Randomized, double blind, placebo controlled studies are `the gold standard` of Painful Diabetic Peripheral Neuropathy (DPNP). The nocebo effect represents the manifestation of side effects in clinical setting during placebo treatment. This can be considerable with side effects of any kind and severity within those in the label of an active study comparator, which is also recommended in confirmatory study designs. Accordingly to a recent analysis in 62 studies involving 5,095 patients with DPNP this effect contributed to 5.8% of subject`s discontinuations. Any attempt to mitigate the nocebo effect may improve the overall tolerability profile of placebo and ultimately the retention rate of subjects in a clinical setting. In addition and no less importantly, the nocebo effect can potentially masquerade an early safety signal from a newly tested compound. Side effects of currently available pain medications as well as newly tested molecules can be with high rate of incidence and severe by intensity. Typically the most relevant side effects are CNS-related including somnolence, dizziness, and abuse potential, gastrointestinal, cardiovascular, edema, weight gain, ophthalmological disturbances, impotence and increased risk of suicide.

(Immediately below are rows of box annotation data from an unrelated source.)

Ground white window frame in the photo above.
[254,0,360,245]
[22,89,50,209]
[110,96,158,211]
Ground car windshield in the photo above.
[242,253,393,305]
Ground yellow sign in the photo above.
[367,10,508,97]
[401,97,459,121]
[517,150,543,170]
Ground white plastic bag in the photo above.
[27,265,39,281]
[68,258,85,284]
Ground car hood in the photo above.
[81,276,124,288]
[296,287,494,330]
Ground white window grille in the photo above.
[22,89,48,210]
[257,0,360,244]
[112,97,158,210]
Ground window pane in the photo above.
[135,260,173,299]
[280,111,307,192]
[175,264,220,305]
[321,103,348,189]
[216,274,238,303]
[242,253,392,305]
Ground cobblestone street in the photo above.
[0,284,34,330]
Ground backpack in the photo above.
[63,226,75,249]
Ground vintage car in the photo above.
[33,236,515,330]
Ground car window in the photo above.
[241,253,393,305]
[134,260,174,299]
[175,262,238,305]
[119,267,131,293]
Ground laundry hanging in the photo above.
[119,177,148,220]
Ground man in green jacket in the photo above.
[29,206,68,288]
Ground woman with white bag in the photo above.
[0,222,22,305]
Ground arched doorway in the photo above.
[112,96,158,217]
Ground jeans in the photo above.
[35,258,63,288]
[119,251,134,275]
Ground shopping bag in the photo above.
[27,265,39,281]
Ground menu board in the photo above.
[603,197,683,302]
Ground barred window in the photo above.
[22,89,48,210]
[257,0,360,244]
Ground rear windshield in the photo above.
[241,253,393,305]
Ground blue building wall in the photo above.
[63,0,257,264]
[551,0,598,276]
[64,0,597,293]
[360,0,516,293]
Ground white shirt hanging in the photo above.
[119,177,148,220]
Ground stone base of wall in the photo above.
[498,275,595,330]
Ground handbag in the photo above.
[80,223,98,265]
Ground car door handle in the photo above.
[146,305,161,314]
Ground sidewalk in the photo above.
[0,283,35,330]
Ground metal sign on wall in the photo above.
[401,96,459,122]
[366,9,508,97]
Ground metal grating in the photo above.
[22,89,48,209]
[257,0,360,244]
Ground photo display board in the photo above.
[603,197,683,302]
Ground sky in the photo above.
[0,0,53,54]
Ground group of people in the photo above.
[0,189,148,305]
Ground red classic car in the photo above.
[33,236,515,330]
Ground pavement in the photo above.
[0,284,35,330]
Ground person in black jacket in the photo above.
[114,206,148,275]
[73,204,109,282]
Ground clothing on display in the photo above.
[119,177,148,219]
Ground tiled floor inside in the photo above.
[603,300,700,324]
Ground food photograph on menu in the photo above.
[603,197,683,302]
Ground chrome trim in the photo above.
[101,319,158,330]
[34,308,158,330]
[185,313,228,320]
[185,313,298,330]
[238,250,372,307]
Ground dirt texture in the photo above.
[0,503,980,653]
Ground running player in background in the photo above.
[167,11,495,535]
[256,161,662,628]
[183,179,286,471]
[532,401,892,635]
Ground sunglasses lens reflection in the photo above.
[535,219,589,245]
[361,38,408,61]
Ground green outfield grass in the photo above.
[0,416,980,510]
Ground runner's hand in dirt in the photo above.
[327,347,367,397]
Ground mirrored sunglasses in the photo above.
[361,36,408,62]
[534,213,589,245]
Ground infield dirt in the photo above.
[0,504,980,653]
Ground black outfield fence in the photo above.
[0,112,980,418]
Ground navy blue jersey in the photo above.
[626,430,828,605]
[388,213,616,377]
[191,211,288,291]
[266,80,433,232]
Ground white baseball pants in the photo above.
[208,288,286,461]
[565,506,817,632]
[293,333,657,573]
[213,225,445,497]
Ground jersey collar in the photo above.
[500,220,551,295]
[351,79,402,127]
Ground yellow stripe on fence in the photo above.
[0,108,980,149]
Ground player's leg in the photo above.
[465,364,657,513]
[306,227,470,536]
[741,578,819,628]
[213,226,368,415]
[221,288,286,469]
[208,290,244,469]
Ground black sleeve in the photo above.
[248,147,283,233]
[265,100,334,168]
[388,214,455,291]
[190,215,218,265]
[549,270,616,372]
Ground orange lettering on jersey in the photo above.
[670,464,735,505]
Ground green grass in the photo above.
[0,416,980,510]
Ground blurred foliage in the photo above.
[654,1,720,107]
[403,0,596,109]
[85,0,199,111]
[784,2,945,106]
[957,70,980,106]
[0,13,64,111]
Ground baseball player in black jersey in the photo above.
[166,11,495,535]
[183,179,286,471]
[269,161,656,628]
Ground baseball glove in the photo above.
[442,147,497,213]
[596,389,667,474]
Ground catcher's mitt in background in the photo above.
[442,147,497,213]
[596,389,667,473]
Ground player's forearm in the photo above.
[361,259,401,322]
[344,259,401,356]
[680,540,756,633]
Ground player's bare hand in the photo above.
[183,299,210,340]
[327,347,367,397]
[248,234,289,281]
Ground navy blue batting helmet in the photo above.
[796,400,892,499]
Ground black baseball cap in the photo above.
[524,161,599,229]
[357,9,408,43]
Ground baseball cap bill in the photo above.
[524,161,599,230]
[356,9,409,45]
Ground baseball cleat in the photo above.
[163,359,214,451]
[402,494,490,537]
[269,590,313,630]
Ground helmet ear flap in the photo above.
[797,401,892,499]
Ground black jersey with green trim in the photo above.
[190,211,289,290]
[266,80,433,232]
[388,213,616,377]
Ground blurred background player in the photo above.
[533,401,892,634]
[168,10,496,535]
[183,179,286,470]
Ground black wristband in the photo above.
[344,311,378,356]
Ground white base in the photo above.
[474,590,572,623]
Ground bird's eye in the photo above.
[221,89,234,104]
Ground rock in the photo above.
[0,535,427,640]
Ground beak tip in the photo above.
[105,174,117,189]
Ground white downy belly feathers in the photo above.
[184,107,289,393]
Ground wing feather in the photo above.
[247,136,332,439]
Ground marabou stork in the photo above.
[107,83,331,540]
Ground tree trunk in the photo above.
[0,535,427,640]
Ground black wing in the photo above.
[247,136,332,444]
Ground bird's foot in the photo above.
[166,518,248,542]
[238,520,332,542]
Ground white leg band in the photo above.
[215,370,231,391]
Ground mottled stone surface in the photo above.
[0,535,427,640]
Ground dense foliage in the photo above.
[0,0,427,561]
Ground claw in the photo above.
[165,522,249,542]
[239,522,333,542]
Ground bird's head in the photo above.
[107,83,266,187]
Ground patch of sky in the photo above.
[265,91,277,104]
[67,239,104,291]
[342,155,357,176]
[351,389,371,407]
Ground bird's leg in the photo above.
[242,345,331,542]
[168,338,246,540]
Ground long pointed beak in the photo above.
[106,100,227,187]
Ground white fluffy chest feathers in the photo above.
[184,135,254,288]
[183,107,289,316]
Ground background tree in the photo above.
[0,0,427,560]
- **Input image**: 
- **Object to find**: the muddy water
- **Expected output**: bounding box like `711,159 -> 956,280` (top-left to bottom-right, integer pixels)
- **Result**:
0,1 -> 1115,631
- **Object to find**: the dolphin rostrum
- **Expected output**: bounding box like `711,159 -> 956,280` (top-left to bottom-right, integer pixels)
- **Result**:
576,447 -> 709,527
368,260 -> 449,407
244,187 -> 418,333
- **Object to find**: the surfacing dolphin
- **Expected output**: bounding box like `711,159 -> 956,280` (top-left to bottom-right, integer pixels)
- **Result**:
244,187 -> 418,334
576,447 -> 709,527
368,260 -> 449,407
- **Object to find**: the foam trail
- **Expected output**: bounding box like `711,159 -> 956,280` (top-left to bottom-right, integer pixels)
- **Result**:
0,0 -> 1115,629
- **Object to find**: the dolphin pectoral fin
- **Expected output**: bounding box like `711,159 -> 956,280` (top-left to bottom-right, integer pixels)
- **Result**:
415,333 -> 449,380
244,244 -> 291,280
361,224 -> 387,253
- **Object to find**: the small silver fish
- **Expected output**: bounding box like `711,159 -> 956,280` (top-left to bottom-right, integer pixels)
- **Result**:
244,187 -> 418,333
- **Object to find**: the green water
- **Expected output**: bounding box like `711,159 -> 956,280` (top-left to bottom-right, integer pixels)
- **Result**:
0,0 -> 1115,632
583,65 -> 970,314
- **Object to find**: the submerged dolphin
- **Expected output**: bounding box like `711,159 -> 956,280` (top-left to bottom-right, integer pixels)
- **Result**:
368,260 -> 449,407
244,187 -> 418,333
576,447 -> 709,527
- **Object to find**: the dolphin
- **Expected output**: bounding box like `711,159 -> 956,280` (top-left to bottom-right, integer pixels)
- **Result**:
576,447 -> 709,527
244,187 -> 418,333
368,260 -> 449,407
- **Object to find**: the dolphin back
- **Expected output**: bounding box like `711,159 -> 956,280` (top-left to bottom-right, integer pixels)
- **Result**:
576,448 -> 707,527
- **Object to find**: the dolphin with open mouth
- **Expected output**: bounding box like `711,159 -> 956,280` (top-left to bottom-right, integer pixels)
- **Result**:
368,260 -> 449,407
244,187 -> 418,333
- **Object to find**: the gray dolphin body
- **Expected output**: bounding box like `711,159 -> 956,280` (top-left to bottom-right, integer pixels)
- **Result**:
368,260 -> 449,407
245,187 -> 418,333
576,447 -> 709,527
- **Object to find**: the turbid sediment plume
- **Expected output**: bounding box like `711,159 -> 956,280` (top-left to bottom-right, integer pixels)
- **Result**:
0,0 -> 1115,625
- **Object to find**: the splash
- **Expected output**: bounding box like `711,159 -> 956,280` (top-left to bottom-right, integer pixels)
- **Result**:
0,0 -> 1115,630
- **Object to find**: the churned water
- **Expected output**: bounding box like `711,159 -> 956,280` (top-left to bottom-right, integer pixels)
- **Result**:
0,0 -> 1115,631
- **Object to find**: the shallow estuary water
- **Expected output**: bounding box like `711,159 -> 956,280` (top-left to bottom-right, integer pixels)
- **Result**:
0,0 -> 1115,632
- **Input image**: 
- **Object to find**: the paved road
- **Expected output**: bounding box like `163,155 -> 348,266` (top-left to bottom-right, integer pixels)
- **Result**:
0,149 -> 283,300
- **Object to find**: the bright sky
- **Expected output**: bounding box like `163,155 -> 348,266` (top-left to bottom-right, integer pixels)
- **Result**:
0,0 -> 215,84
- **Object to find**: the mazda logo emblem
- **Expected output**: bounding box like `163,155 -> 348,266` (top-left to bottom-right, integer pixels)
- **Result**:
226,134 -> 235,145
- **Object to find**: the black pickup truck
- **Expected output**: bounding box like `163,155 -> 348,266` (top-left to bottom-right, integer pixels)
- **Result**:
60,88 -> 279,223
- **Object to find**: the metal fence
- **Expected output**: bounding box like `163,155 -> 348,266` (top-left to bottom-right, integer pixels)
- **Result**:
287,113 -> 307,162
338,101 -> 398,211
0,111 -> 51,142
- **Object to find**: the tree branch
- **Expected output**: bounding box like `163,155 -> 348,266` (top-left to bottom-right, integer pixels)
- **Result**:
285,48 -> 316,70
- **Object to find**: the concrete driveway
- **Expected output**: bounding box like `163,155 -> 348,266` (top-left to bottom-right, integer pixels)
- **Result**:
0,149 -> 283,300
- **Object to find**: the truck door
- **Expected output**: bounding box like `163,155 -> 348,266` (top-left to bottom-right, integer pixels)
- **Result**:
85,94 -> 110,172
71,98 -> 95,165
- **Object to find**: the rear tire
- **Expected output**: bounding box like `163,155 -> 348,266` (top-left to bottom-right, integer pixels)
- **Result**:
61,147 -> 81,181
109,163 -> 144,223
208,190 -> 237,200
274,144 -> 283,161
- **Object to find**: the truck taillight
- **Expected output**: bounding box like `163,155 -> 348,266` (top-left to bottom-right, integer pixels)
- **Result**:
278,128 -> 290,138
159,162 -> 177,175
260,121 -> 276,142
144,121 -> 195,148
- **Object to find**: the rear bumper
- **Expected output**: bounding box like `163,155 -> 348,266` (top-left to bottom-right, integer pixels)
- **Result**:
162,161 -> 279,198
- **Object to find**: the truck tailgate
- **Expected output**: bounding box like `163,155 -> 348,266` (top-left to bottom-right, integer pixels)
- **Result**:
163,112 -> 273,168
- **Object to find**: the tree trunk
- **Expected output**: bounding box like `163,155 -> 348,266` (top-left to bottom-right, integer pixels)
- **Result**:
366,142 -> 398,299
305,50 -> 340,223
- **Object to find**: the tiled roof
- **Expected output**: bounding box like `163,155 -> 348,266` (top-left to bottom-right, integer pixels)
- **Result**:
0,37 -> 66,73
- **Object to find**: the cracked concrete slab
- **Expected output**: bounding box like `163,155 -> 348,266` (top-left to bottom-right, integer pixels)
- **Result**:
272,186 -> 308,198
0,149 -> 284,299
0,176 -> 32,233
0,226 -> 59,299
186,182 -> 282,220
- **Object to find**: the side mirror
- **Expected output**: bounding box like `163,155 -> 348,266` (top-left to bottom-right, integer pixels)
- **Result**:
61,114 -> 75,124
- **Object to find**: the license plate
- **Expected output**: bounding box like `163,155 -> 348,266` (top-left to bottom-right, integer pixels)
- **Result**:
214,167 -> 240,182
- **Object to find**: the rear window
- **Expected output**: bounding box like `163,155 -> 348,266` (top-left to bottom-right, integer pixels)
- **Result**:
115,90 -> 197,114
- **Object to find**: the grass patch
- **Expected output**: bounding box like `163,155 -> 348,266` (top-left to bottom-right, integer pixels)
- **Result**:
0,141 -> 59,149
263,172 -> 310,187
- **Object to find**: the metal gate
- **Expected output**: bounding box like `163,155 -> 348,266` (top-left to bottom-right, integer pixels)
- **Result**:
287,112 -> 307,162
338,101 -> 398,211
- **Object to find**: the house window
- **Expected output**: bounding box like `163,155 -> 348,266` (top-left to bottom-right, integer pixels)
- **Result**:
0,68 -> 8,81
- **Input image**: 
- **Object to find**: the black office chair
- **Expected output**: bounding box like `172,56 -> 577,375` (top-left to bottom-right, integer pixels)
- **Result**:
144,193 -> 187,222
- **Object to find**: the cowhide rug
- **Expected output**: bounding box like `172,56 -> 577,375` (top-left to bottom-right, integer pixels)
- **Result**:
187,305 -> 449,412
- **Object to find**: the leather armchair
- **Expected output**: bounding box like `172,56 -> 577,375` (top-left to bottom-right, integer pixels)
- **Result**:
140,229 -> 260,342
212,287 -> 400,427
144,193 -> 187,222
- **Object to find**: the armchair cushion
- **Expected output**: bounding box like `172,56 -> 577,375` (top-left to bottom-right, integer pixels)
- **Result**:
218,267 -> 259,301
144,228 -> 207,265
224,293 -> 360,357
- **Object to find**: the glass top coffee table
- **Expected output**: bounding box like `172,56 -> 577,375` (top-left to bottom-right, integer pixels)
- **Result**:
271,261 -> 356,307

The danger from these side effects is considerable. It is vital to define a clinical safety plan with an Independent Safety Monitoring Committee to assess side effects of relevance in un-blinded fashion during the course of clinical studies and to ultimately establish causality relationship based on patient history and concomitant medications. This may allow the early detection of a safety signal, which otherwise might be obscured by the nocebo effect.